“High-Rise Hijack High Jinks”

“Hotshots” looks at a movie!

Tower HeistTOWER HEIST has a story so topical that it could have been ripped from yesterday’s headlines–if a gang of bumbling thieves had schemed to rob Ponzi-meister Bernie Madoff’s penthouse of his stashed millions before he was sent to prison.

Ben Stiller plays Josh Kovacs, the building manager of a residential skyscraper in New York City known as “The Tower,” which is the most expensive real estate in North America.

Living in the penthouse of The Tower is Arthur Shaw, played against type by Alan Alda, who is best known for playing lovable rapscallion Capt. Hawkeye Pierce in the long-running “M*A*S*H” TV series.

Shaw manages money funds for financial investors, but his personality is such that he demands that Josh personally deliver all of Shaw’s meals, because, as he says, “I don’t want the help spitting in my coffee.”

Well, one day to the surprise of everybody except the members in the audience, Shaw gets arrested by the F.B.I. for securities fraud of epic proportions, which is of great importance to Josh, because he had convinced all the employees of The Tower to invest their pension funds with Shaw, and now that money is all gone.

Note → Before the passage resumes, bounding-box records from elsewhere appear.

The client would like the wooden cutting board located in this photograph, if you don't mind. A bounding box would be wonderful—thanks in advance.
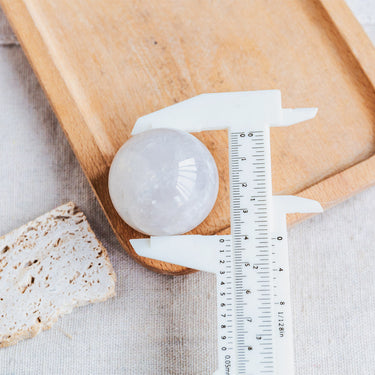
[0,0,375,274]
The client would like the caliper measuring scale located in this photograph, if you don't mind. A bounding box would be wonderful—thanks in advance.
[130,90,322,375]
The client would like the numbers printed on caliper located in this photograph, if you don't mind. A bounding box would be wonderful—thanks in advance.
[229,129,274,375]
[131,90,322,375]
[217,237,235,374]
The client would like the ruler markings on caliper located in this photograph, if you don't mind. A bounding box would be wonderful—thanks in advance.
[131,90,321,375]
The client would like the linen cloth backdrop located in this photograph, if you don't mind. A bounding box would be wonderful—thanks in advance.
[0,0,375,375]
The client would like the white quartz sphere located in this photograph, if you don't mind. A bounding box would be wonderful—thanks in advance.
[109,129,219,236]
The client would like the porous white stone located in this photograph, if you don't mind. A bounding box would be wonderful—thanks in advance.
[109,129,219,236]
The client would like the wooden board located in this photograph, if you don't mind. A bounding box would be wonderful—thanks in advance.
[0,0,375,274]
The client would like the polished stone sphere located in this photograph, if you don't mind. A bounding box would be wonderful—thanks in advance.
[109,129,219,236]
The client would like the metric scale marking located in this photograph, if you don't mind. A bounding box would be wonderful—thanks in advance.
[130,90,322,375]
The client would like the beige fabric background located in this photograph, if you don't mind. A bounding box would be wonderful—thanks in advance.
[0,0,375,375]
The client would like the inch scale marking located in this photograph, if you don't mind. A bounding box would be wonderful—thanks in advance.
[130,90,322,375]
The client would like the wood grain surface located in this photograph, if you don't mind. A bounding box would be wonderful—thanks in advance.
[0,0,375,275]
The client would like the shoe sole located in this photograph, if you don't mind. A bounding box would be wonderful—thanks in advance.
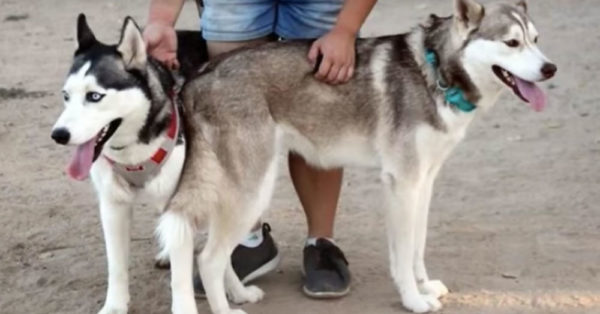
[300,264,350,300]
[194,252,281,299]
[302,286,350,299]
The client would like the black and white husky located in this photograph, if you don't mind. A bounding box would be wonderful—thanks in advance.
[53,0,556,314]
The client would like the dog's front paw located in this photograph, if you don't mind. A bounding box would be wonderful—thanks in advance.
[419,280,448,298]
[98,304,127,314]
[402,294,442,313]
[231,286,265,304]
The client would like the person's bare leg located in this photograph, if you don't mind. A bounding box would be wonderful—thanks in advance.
[289,153,343,238]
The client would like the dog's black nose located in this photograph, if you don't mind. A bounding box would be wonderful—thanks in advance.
[51,128,71,145]
[542,63,558,79]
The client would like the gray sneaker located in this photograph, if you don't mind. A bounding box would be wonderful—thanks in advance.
[302,239,351,299]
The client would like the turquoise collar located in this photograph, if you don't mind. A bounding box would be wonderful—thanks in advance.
[425,49,477,113]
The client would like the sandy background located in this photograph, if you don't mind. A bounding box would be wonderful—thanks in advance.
[0,0,600,314]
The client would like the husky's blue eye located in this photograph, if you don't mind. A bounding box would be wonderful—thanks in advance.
[85,92,104,102]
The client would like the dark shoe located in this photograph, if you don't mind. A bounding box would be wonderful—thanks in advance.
[302,239,350,299]
[194,223,281,298]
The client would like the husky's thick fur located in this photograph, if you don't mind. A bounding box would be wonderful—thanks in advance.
[52,15,208,314]
[55,0,556,313]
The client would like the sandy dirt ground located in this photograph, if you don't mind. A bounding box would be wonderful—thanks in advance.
[0,0,600,314]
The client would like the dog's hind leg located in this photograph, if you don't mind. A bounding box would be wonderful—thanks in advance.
[99,195,131,314]
[225,155,277,304]
[156,210,198,314]
[414,165,448,298]
[382,162,441,313]
[198,128,277,314]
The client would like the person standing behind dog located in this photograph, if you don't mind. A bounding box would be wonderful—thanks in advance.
[144,0,377,298]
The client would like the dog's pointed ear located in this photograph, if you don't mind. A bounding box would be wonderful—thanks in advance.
[517,0,527,14]
[454,0,485,31]
[117,16,147,70]
[77,13,96,51]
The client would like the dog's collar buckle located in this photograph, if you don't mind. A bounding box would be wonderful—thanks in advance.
[425,49,477,113]
[104,92,181,187]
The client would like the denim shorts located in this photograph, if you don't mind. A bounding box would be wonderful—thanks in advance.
[201,0,344,41]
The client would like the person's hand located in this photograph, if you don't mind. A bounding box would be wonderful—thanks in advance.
[308,27,356,84]
[143,23,179,70]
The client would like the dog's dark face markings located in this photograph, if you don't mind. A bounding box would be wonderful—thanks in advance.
[53,14,174,155]
[424,0,557,110]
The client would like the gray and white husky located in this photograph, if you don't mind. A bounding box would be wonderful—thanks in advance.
[54,0,556,314]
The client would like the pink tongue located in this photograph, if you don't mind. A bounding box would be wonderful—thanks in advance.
[514,76,546,112]
[67,137,96,180]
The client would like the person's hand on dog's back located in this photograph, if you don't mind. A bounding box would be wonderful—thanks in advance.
[143,23,179,70]
[308,0,377,84]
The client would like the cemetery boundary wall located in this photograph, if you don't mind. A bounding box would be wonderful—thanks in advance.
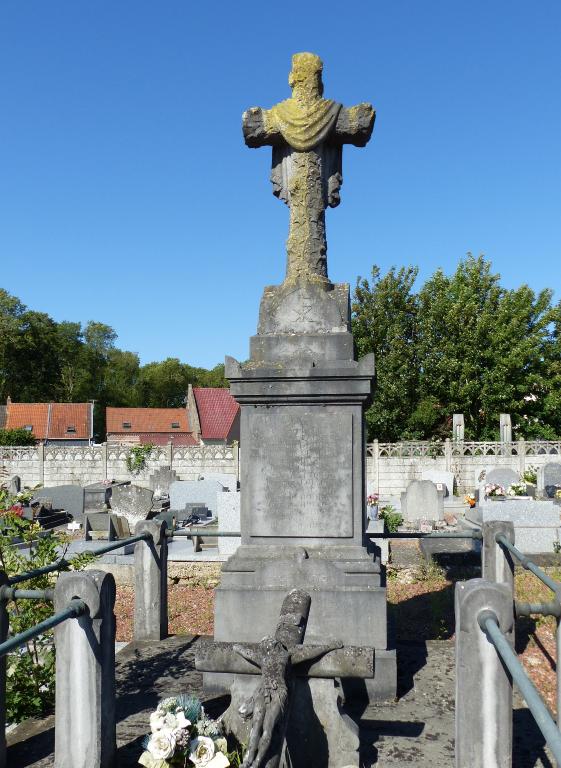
[0,440,561,497]
[0,443,239,487]
[366,440,561,497]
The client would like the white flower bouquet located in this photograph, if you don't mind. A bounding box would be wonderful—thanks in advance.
[485,483,505,497]
[507,482,526,496]
[138,696,230,768]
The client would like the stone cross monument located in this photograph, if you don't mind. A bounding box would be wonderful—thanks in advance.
[201,53,396,766]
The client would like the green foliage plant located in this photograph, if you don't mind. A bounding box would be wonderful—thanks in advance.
[0,488,93,723]
[126,443,154,475]
[0,429,37,445]
[378,504,403,533]
[522,466,538,485]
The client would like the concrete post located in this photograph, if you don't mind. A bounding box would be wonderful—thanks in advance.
[37,443,45,485]
[101,442,108,481]
[444,437,452,472]
[481,520,514,599]
[0,571,9,768]
[455,579,513,768]
[54,571,117,768]
[134,520,168,640]
[517,439,526,477]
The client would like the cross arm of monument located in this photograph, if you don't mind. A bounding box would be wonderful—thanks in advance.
[242,107,283,148]
[333,102,376,147]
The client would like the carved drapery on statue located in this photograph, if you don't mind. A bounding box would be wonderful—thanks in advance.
[243,53,375,284]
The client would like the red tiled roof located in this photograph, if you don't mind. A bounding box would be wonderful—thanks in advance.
[49,403,92,440]
[193,387,240,440]
[105,408,190,434]
[127,430,199,445]
[6,403,92,440]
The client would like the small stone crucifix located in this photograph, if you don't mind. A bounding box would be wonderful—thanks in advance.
[242,53,375,283]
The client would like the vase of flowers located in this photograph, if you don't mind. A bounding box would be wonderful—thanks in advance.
[485,483,505,501]
[506,482,530,499]
[138,695,230,768]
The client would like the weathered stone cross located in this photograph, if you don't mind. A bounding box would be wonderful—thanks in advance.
[196,589,374,768]
[243,53,375,283]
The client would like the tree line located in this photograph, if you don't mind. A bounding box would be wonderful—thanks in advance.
[0,288,228,437]
[0,254,561,441]
[352,254,561,441]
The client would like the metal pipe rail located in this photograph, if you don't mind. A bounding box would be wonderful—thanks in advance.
[166,528,483,541]
[8,533,152,586]
[495,533,561,594]
[0,599,88,658]
[477,610,561,764]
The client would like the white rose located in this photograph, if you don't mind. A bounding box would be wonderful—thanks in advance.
[147,728,175,760]
[150,711,165,733]
[189,736,215,766]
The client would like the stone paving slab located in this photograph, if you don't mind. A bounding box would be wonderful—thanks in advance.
[8,636,555,768]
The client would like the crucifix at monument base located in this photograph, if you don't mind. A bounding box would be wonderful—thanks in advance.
[199,53,396,768]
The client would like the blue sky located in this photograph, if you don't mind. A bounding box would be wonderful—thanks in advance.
[0,0,561,367]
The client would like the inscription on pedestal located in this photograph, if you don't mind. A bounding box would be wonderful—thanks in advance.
[246,406,353,538]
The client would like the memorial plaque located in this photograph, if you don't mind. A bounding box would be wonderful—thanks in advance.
[248,408,353,538]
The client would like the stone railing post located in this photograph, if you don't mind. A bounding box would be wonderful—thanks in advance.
[455,579,513,768]
[444,437,452,472]
[101,443,108,481]
[37,443,45,485]
[232,440,240,481]
[54,571,117,768]
[481,520,514,599]
[517,439,526,477]
[0,571,9,768]
[134,520,168,640]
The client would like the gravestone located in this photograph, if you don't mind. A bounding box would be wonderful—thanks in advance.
[466,498,561,555]
[30,485,84,521]
[7,475,21,496]
[217,491,241,555]
[199,472,238,491]
[111,485,154,530]
[477,467,520,500]
[421,469,454,497]
[204,53,396,752]
[169,480,227,517]
[148,467,177,496]
[538,461,561,499]
[452,413,465,442]
[401,480,444,521]
[84,480,130,513]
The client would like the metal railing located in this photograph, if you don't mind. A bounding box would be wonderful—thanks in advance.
[456,521,561,768]
[0,521,168,768]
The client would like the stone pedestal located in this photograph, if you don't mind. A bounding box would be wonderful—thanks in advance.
[205,283,396,700]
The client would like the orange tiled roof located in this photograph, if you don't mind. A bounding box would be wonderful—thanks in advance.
[193,387,240,440]
[6,403,93,440]
[105,408,190,434]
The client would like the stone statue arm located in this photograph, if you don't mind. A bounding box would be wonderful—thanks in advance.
[242,107,282,147]
[333,103,376,147]
[289,640,343,666]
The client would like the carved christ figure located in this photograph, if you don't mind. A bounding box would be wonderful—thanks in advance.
[242,53,375,283]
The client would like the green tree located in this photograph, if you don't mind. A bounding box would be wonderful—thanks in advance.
[352,266,419,441]
[411,254,553,439]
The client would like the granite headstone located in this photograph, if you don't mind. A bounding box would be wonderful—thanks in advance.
[421,469,454,496]
[401,480,444,520]
[31,485,84,521]
[169,480,227,517]
[111,485,154,530]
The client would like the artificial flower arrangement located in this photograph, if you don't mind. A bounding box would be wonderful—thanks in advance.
[138,695,230,768]
[485,483,505,496]
[507,483,526,496]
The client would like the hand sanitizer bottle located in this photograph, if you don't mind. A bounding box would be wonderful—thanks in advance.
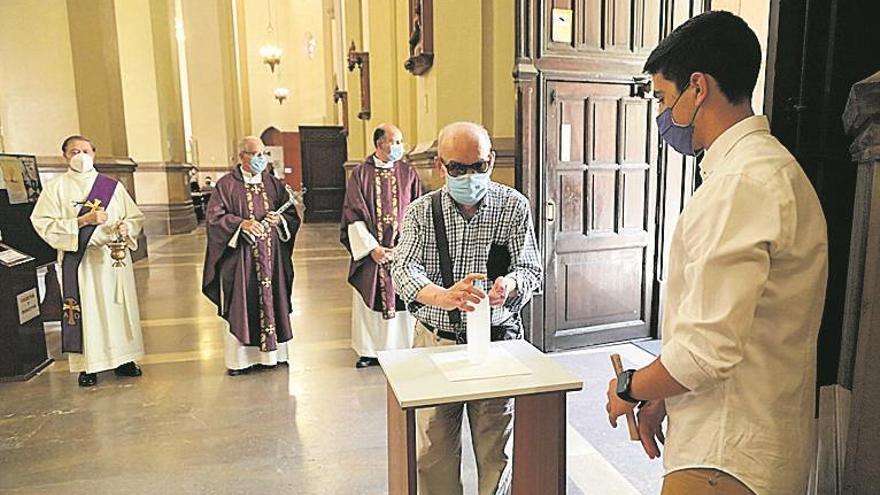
[467,280,491,364]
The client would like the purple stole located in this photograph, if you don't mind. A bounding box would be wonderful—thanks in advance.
[373,166,400,320]
[61,174,118,354]
[242,182,278,352]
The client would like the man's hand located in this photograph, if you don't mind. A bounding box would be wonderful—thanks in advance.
[433,273,486,311]
[116,222,128,237]
[370,246,394,265]
[76,210,107,228]
[266,211,281,227]
[241,218,266,237]
[489,277,516,308]
[605,378,636,428]
[639,400,666,459]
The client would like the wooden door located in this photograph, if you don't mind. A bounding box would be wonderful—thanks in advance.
[514,0,709,350]
[299,126,348,223]
[545,81,657,349]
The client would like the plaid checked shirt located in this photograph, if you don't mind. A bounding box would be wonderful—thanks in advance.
[391,182,543,338]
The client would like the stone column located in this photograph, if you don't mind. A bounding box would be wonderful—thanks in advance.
[67,0,196,235]
[840,72,880,494]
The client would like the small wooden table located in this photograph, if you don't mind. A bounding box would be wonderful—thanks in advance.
[378,340,584,495]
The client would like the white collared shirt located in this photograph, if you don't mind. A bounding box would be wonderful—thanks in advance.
[660,116,828,495]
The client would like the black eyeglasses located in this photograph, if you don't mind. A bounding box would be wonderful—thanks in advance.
[440,158,492,177]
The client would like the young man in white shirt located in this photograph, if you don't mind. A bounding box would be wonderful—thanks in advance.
[606,11,828,495]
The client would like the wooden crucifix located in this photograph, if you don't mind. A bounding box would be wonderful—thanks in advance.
[348,41,370,120]
[64,297,80,325]
[403,0,434,76]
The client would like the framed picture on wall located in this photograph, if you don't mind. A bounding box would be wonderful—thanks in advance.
[0,154,43,205]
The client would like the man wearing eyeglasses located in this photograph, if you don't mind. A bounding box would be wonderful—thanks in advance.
[202,136,300,376]
[340,124,422,368]
[392,122,543,495]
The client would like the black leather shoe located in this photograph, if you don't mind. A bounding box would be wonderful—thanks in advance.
[226,368,251,376]
[79,371,98,387]
[114,361,144,376]
[354,357,379,368]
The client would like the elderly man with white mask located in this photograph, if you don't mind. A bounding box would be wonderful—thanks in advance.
[31,136,144,387]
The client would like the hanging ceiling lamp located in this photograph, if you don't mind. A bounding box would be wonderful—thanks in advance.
[260,0,281,73]
[273,87,290,105]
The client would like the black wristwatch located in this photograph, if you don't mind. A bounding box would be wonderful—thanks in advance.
[617,370,639,404]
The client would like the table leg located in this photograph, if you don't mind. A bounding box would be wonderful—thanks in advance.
[513,392,566,495]
[388,385,416,495]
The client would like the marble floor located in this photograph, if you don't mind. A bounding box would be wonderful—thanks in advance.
[0,225,661,495]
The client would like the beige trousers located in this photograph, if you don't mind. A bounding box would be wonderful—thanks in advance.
[660,469,755,495]
[414,322,513,495]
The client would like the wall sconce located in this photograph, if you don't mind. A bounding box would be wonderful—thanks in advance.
[273,87,290,105]
[260,45,281,73]
[306,33,318,60]
[333,84,348,136]
[347,41,371,120]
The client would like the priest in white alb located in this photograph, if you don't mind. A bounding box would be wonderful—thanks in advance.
[340,124,422,368]
[31,136,144,387]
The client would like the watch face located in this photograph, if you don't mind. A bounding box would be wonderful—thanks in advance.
[617,370,632,394]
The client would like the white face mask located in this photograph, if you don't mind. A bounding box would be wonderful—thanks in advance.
[70,153,95,174]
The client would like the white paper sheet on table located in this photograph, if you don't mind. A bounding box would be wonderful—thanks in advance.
[431,347,532,382]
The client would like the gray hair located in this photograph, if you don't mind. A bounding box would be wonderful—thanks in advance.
[238,136,263,153]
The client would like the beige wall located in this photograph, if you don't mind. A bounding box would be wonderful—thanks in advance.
[0,0,79,156]
[183,0,238,169]
[343,0,514,159]
[115,0,162,163]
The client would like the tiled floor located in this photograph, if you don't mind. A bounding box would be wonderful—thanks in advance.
[0,225,661,495]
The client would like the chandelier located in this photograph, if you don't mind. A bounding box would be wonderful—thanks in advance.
[273,87,290,105]
[260,45,281,73]
[260,0,281,73]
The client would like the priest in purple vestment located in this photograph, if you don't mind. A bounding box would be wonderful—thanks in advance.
[340,124,422,368]
[202,136,300,376]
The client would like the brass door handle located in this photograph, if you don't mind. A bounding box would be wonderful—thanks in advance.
[544,199,556,223]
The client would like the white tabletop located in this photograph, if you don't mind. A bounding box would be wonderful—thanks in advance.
[378,340,584,408]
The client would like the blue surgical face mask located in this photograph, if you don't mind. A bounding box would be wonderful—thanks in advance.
[251,155,269,174]
[446,174,489,206]
[388,143,403,162]
[657,86,700,156]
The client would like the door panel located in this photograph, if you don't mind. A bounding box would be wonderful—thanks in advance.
[545,81,656,349]
[299,126,348,223]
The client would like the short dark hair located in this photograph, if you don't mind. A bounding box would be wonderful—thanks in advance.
[373,125,385,147]
[644,10,761,103]
[61,134,97,153]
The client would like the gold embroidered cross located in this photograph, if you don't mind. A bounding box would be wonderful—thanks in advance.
[64,297,80,325]
[83,198,104,213]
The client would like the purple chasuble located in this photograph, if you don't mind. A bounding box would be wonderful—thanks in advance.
[202,167,300,352]
[339,156,422,320]
[61,174,118,354]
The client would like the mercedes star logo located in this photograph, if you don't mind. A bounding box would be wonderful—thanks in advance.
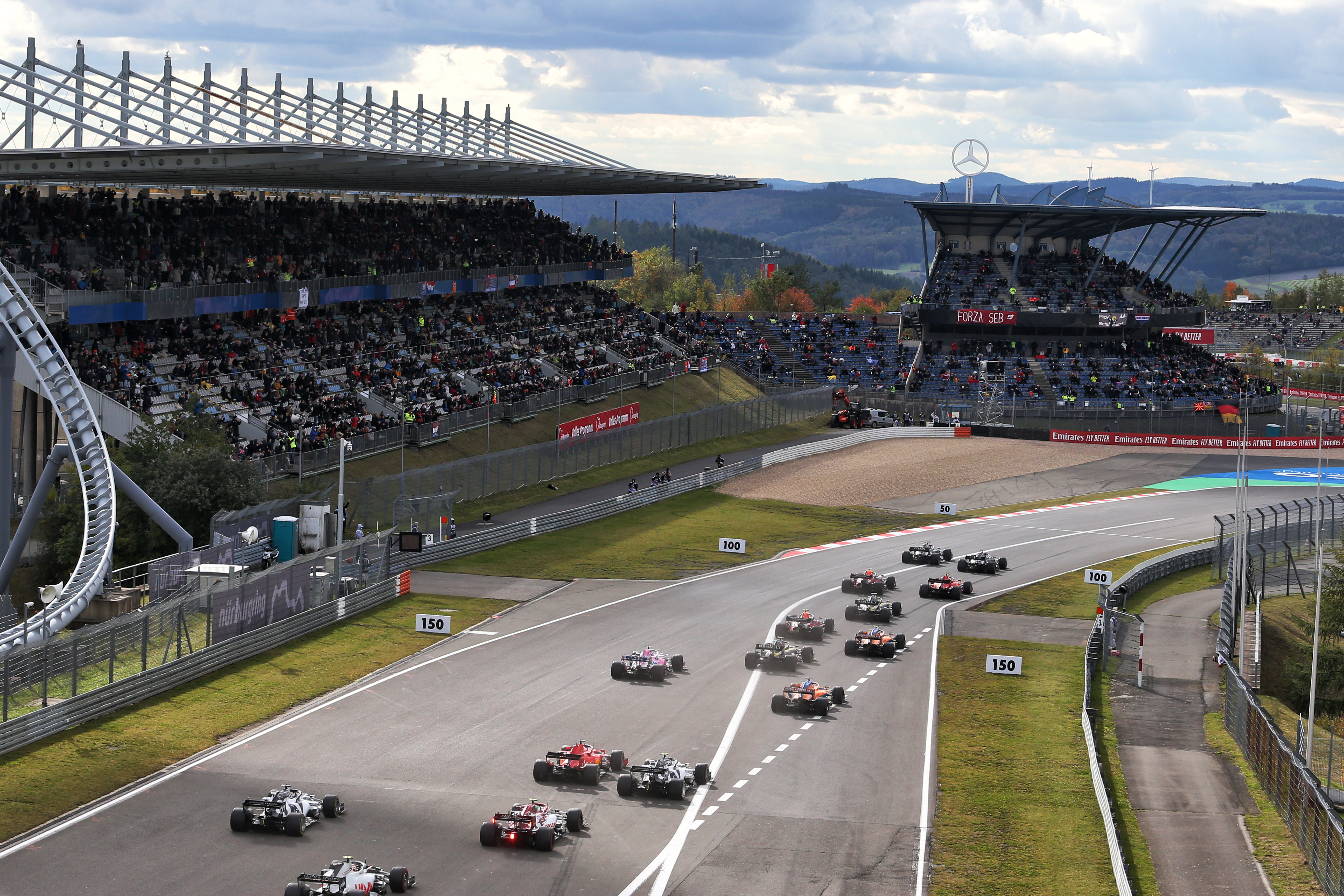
[951,140,989,177]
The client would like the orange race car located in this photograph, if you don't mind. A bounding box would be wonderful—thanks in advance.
[770,678,844,716]
[844,626,906,660]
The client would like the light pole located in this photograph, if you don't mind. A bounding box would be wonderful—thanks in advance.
[336,439,352,544]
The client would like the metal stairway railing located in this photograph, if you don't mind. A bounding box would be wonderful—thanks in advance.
[0,266,117,654]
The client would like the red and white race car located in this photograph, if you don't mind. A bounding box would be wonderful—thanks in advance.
[481,799,587,853]
[612,646,685,681]
[532,740,625,787]
[919,575,972,600]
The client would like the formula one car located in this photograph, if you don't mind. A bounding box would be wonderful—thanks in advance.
[844,594,900,622]
[481,799,587,853]
[285,856,415,896]
[900,541,951,567]
[919,575,972,600]
[612,646,685,681]
[774,610,836,641]
[957,551,1008,575]
[840,570,897,595]
[532,740,625,787]
[747,638,815,670]
[770,678,844,716]
[844,626,906,660]
[615,754,712,799]
[228,785,345,837]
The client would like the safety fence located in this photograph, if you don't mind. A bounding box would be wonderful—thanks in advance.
[0,427,954,755]
[345,390,831,529]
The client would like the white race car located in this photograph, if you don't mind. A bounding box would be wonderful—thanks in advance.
[285,856,415,896]
[228,785,345,837]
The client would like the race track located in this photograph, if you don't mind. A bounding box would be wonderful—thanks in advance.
[0,488,1263,896]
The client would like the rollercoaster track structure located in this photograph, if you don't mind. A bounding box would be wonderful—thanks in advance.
[0,266,117,654]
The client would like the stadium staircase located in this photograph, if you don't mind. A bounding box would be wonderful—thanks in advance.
[0,266,117,653]
[1027,357,1059,402]
[753,321,820,386]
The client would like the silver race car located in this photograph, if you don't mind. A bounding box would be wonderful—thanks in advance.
[228,785,345,837]
[285,856,415,896]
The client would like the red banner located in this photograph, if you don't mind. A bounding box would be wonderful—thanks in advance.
[957,308,1017,324]
[1284,388,1344,402]
[555,402,640,442]
[1050,430,1344,450]
[1163,326,1214,345]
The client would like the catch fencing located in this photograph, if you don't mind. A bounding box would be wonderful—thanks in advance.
[345,388,831,531]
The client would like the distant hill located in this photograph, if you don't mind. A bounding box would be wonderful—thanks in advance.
[602,218,919,301]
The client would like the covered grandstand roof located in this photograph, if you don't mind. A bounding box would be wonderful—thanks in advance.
[0,38,761,196]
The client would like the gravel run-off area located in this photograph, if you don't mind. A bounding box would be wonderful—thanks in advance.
[718,437,1344,506]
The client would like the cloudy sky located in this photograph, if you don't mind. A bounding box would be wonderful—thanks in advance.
[0,0,1344,181]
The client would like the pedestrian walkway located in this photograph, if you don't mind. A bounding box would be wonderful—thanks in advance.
[1110,588,1273,896]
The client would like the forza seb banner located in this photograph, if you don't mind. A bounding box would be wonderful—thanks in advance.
[555,402,640,442]
[1050,430,1344,450]
[1163,326,1214,345]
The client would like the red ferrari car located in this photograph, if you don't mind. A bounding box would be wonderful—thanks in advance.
[532,740,625,787]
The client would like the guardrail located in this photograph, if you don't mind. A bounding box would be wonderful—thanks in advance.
[0,427,954,755]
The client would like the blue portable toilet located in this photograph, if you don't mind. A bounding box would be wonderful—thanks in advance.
[270,516,298,563]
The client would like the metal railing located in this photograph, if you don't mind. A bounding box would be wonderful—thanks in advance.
[0,427,953,755]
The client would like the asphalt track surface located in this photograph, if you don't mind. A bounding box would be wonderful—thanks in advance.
[0,489,1279,896]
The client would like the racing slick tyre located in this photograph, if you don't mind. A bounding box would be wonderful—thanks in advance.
[532,828,555,853]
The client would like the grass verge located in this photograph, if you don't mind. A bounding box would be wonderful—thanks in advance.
[932,637,1116,896]
[453,414,831,520]
[0,594,513,841]
[425,488,934,580]
[1093,672,1159,896]
[1204,712,1321,896]
[976,543,1218,619]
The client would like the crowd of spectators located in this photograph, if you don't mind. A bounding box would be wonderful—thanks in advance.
[0,187,629,290]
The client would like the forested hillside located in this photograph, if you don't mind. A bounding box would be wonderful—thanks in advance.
[587,218,919,301]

So, when Josh learns from Special Agent Clair Denham, played by Tea Leoni, that $20 million is still missing from Shaw’s accounts, which they suspect was Shaw’s escape fund, Josh concludes that the money must be hidden in a secret safe in Shaw’s penthouse, he enlists the aid of some fellow employees, and they decide to break into the penthouse, find the safe, and steal the money, even though Shaw is under house arrest in the apartment, which is guarded by security cameras and F.B.I. agents outside the door.

Now, Josh IS smart enough to realize that they probably can’t do all this on their own, and so he also enlists the aid of a professional thief that he passes every day on his walk to work who is named Slide, whom he also knew as a kid, and who is played by Eddie Murphy.

Of course, nothing goes quite as planned, and they even have to change their plans when they do manage to get into the apartment, do find the safe, and do get it open.

TOWER HEIST is nothing more nor less than highly entertaining high-rise hijack high jinks.

I’m Dan Culberson and this is “Hotshots.”